MySQL caused a bit of a stir where I worked for the same reasons mentioned in the article. It is not always about doing the legwork, as anyone can pretty much take a few hours of research to find out licenses, variants in code and so forth.
What IS the problem however, is the fact that the GPL is a complex legal document and some companies don't want to pay the fees necessary for a small battalion of lawyers to confirm its use on a server platform or within a product. Its polar opposite the BSD license however is far easier for anyone to interpret and has a lot of legal precedence behind it.
The MySQL dual licensing issue reminds me of another project I encountered. iText PDF (http://www.itextpdf.com) is a Java open-source license that was traditionally released under the Mozilla Public License 1.1.
Oddly enough, just as their tutorials disappeared when the author of the library published a book. To which is used exclusively when asking for help in the forums, they also changed the license to the AGPL.
This seemed to be a way to force companies into buying their dual license. Apparently a lot of people used their product on a back-end servers to generate PDF invoices and so forth. By forcing the license change it meant that their changes to the code would have to be released and the viral nature of the AGPL forced the hands of many formerly legal products.
Fortunately, their MPL licensed version is only a few months older then their new code and oddly works with their Tutorial files they have hidden away in an old archive on Source forge.

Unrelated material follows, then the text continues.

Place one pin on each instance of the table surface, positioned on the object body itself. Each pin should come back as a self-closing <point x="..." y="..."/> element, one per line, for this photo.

Not that myself or my organization was opposed to licensing legally. However when you have a small, no fee, in house product being distributed within your organization and they are looking for 100$ US or more per instance for licensing fees, it rather makes it a hard pill to swallow.
MySQL had the same problem some of their fees seemed to range in the 300$ US per instance depending on the type of licensing involved and overhead of the company you used to get them. Some individuals at our organization recalls getting Oracle licenses for that price!
In a way, are these open source products or are they simply using the moniker as a way to attract people and force them into costly solutions?